A number of excellent reviews of the workplace commitment literature have been published over the years, and a selection of these books and journal articles is summarized in this section. These citations provide comprehensive reviews, at least at the time of publication, of commitment and are a good place to start as an introduction to the commitment literature. Some of these reviews, such as Mathieu and Zajac 1990, focus just on organizational commitment, whereas others, such as Meyer 2016, are broader and examine multiple workplace commitments. Review chapters and articles exist summarizing the state of research on other specific commitment targets (e.g., goals, occupation) and those are summarized in the subsequent section on Targets of Commitment.

  • Cooper-Hakim, A., and C. Viswesvaran. “The Construct of Work Commitment: Testing an Integrative Framework.” Psychological Bulletin 131.2 (2005): 241–259.

    DOI: 10.1037/0033-2909.131.2.241

    This meta-analysis updates and expands on previous quantitative reviews by examining the relationships among different forms of work commitment and the impact of those commitments on work outcomes, including job satisfaction, job performance, turnover intentions, and turnover. Concludes that the various forms of commitment are generally positively related.

  • Klein, H. J., T. E. Becker, and J. P. Meyer. Commitment in Organizations: Accumulated Wisdom and New Directions. New York: Routledge/Taylor and Francis, 2009.

    This edited compilation provides a comprehensive summary of commitment research and leading-edge thinking on the meaning and relevance of commitment, different commitment targets, efforts to build and maintain commitments, methodological and measurement issues, and future directions for theory and research.

  • Mathieu, J. E., and D. M. Zajac. “A Review and Meta-Analysis of the Antecedents, Correlates, and Consequences of Organizational Commitment.” Psychological Bulletin 108.2 (1990): 171–194.
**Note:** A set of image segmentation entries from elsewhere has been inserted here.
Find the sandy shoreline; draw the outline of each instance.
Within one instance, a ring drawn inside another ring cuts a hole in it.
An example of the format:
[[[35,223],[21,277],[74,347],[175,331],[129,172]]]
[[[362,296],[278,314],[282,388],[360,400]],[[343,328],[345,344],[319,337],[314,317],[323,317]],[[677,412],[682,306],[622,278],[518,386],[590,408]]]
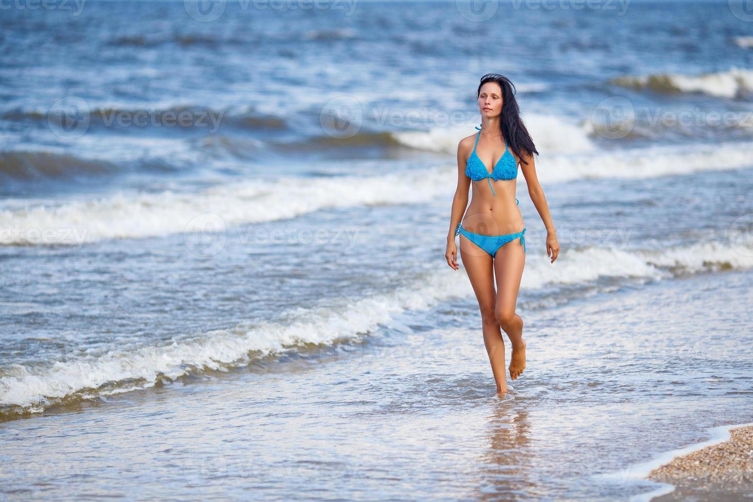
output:
[[[753,425],[730,429],[730,439],[652,470],[648,478],[675,488],[652,500],[733,500],[753,494]]]

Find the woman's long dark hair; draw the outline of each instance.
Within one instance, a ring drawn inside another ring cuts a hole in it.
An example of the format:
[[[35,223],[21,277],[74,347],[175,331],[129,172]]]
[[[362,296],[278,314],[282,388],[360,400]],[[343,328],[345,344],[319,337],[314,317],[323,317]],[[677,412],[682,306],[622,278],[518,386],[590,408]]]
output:
[[[499,127],[501,129],[502,137],[508,142],[509,148],[520,162],[528,164],[523,160],[520,152],[527,152],[531,157],[535,154],[538,155],[531,135],[528,133],[526,125],[520,119],[520,108],[517,105],[517,99],[515,99],[515,86],[510,81],[510,79],[498,73],[487,73],[481,77],[481,83],[478,84],[478,90],[476,91],[476,99],[481,94],[481,87],[486,82],[496,82],[502,90],[502,114],[500,117]]]

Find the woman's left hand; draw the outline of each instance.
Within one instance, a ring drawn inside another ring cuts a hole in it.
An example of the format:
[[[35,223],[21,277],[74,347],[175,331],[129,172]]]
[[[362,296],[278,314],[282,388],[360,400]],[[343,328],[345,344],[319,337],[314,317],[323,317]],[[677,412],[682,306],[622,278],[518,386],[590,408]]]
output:
[[[553,230],[547,233],[547,256],[552,257],[550,263],[553,263],[559,256],[559,241],[557,240],[557,234]]]

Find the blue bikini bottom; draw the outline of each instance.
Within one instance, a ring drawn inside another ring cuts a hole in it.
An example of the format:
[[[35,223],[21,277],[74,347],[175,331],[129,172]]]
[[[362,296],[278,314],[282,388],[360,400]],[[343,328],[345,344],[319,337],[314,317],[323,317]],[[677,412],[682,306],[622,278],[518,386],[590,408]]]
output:
[[[462,233],[464,236],[468,237],[471,242],[492,255],[492,258],[494,257],[495,253],[496,253],[500,248],[504,246],[508,242],[514,241],[518,237],[520,238],[520,244],[523,245],[523,252],[526,252],[525,228],[523,229],[523,232],[508,233],[504,236],[482,236],[480,233],[468,232],[460,226],[460,223],[458,223],[458,227],[455,229],[455,235],[456,236],[459,233]]]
    DOI: 10.1037/0033-2909.108.2.171

    This is the first effort to apply meta-analysis to systematically review the voluminous organizational commitment literature. Reviews the accumulated evidence at the time for the bivariate relationships between the antecedents, correlates, and/or consequences of organizational commitment. Examines and finds support for the psychological/attitudinal versus behavioral/calculative perspective as a moderator.
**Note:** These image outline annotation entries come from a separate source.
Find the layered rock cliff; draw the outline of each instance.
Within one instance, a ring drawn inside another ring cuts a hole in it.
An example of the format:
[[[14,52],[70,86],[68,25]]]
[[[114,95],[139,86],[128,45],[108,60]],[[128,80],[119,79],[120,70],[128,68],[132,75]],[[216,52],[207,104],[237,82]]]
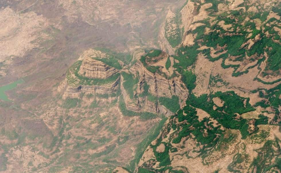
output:
[[[116,74],[119,70],[104,63],[87,56],[82,62],[78,73],[91,78],[106,79]]]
  • Meyer, J. P. The Handbook of Employee Commitment. Northampton, MA: Edward Elgar, 2016.

    DOI: 10.4337/9781784711740

    This is the most recent of several edited compilations, with experts on various aspects of workplace commitments contributing chapters summarizing what is known and the most pressing future research needs in their area.

  • Meyer, J. P., D. J. Stanley, L. Herscovitch, and L. Topolnytsky. “Affective, Continuance, and Normative Commitment to the Organization: A Meta-Analysis of Antecedents, Correlates, and Consequences.” Journal of Vocational Behavior 61 (2002): 20–52.

    DOI: 10.1006/jvbe.2001.1842

    This second major meta-analysis of the organizational commitment literature focused on studies using the three component model of affective, normative, and continuance commitment. The cumulative evidence supports the distinctiveness of the three mindsets and supports the hypothesized antecedents of the affective and continuance but not of the normative mindset. The accumulated evidence for the relationships between the three mindsets and commitment outcomes are also reported.

  • Mowday, R. T., L. W. Porter, and R. M. Steers. Employee-Organization Linkages: The Psychology of Commitment, Absenteeism, and Turnover. New York: Academic Press, 1982.

    This classic book comprehensively summarizes and integrates the research on commitment and attempts to reconcile the primary divide at the time—that between the attitudinal (i.e., psychological) and behavioral perspectives. Several of the issues raised, for example, there being little consensus on the meaning of the term, are still issues today. In addition, this book discusses several topics that have recently been “rediscovered,” including the development of commitment and potential negative consequences of commitment.